A trade war and a new Cold War are threatening to rip apart the global economy. That's the springtime message from the International Monetary Fund (IMF) and the World Bank.
Bankers and finance ministers from the IMF's 189 member countries met in Washington, DC, on the 10th anniversary of the global financial crisis.
And although optimistic about economic growth over the next couple of years, the IMF warns that aging populations, lacklustre productivity, rising debt and the possibility of a global trade war could lead to a downturn.
"While the sun is shining, we are seeing more clouds accumulating on the horizon than we did back in October. Global debt is at an all-time high," said Christine Lagarde, the IMF's managing director.
According to the IMF, global debt came in at $164 trillion in 2016, an historic peak.
The IMF bails out failing economies and tries to create financial stability, while the World Bank lends to poor and middle-income countries.
Together, these two United Nations institutions aim to raise global living standards. But there's danger ahead, even if the world economy is projected to grow by 3.6 percent in 2018.
Assessing the IMF's report card, it provided a "fairly positive picture," says Gregor Irwin, chief economist at Global Counsel. "Global prospects are good, one or two clouds on the horizon, concerns about protectionism, concerns about financial vulnerabilities in China."
They [the US and China] are not in a trade war yet, but there's a risk of a trade war ... it would be fair to describe US policy as unpredictable and also quite aggressive.
Gregor Irwin, chief economist, Global Counsel
Irwin believes China's rising debt, as well as a looming trade war between China and the US, could pose a threat to the global economy.

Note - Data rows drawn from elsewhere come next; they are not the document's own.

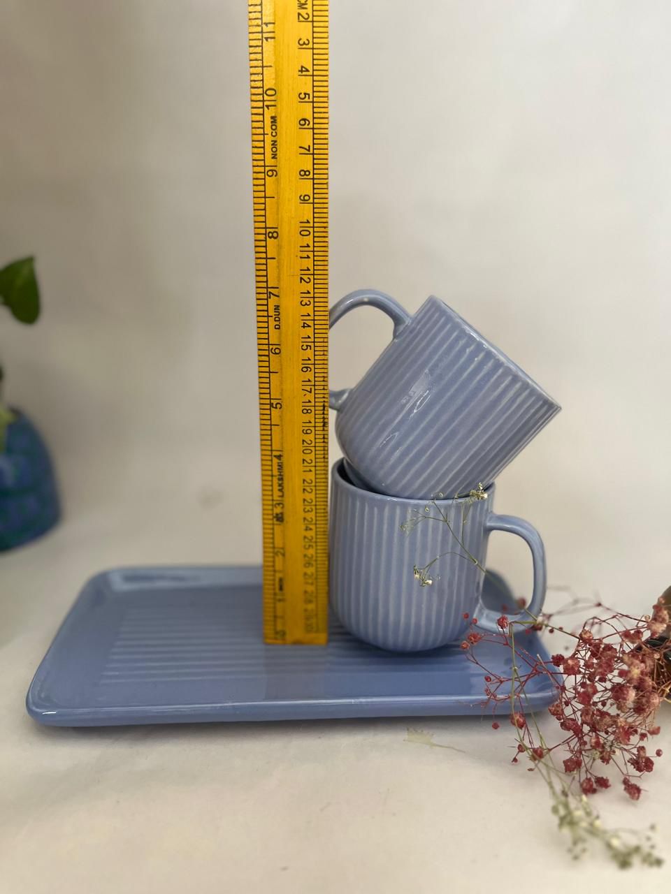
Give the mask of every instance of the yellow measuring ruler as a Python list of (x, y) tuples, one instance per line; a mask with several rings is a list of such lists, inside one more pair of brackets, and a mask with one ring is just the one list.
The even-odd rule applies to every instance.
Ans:
[(327, 641), (328, 3), (250, 0), (264, 638)]

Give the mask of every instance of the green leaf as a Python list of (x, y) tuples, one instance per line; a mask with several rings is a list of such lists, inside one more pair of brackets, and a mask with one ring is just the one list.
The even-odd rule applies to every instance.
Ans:
[(23, 257), (0, 270), (0, 301), (20, 323), (34, 323), (39, 316), (39, 287), (34, 258)]

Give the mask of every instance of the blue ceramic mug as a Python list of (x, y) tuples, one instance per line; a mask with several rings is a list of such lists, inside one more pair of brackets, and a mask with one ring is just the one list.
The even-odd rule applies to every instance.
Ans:
[(438, 298), (411, 316), (383, 292), (346, 295), (332, 326), (369, 305), (394, 338), (352, 389), (330, 392), (336, 434), (357, 483), (430, 499), (488, 485), (560, 409), (498, 348)]
[(528, 611), (537, 615), (546, 589), (543, 542), (528, 521), (492, 511), (494, 490), (492, 485), (473, 496), (429, 503), (390, 497), (355, 487), (343, 460), (336, 462), (329, 592), (342, 624), (360, 639), (395, 652), (459, 641), (473, 617), (475, 629), (497, 630), (500, 611), (480, 598), (492, 531), (516, 534), (529, 544), (533, 593)]

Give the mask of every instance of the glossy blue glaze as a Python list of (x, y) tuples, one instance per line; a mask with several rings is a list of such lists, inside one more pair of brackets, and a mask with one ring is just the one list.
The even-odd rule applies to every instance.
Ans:
[[(488, 586), (493, 611), (512, 603), (505, 585)], [(484, 671), (460, 648), (395, 654), (336, 620), (327, 646), (266, 645), (262, 626), (259, 568), (104, 572), (56, 634), (30, 684), (28, 712), (52, 726), (492, 712), (483, 705)], [(490, 670), (510, 673), (509, 649), (478, 648)], [(528, 651), (548, 659), (535, 635)], [(556, 698), (546, 676), (526, 693), (529, 711)]]
[(491, 484), (559, 411), (440, 299), (410, 316), (390, 296), (361, 290), (331, 308), (330, 325), (362, 305), (392, 318), (394, 338), (330, 404), (343, 453), (372, 490), (424, 500)]
[[(497, 631), (500, 612), (482, 604), (487, 542), (507, 531), (528, 544), (533, 561), (529, 611), (538, 614), (546, 591), (545, 550), (538, 531), (522, 519), (496, 515), (495, 486), (485, 499), (436, 503), (390, 497), (356, 487), (344, 460), (331, 472), (331, 605), (360, 639), (384, 649), (420, 652), (461, 639), (470, 618)], [(402, 530), (410, 522), (412, 529)], [(417, 524), (414, 524), (417, 522)], [(433, 560), (437, 558), (437, 561)], [(413, 568), (426, 568), (422, 586)], [(477, 562), (477, 564), (476, 564)]]
[(61, 514), (47, 446), (30, 420), (14, 410), (0, 452), (0, 550), (45, 534)]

"Growth prospects remain good in China, nobody's expecting a major slowdown tomorrow in Chinese growth, but the big concern about China is that debt to GDP is still rising. It's projected to rise further still, and it's very high by the standards of other countries or by historical standards, and frankly, it looks unsustainable. So that is a genuine concern over the next few years over the stability of the global economy."
Irwin says that the US and China "are not in a trade war yet, but there's a risk of a trade war. One of the concerns about a trade war is it wouldn't just involve the US and China, but it would inevitably drag in other countries as well and they'd be caught up in the crossfire between the US and China. Right now, I think it would be fair to describe US policy as unpredictable and also quite aggressive. Equally, I think when you look at China's policy stands - also what the Europeans might do if there are any measures targeting China, I think we can expect to see retaliation, and that's where the trade war scenario really begins to potentially become a real one."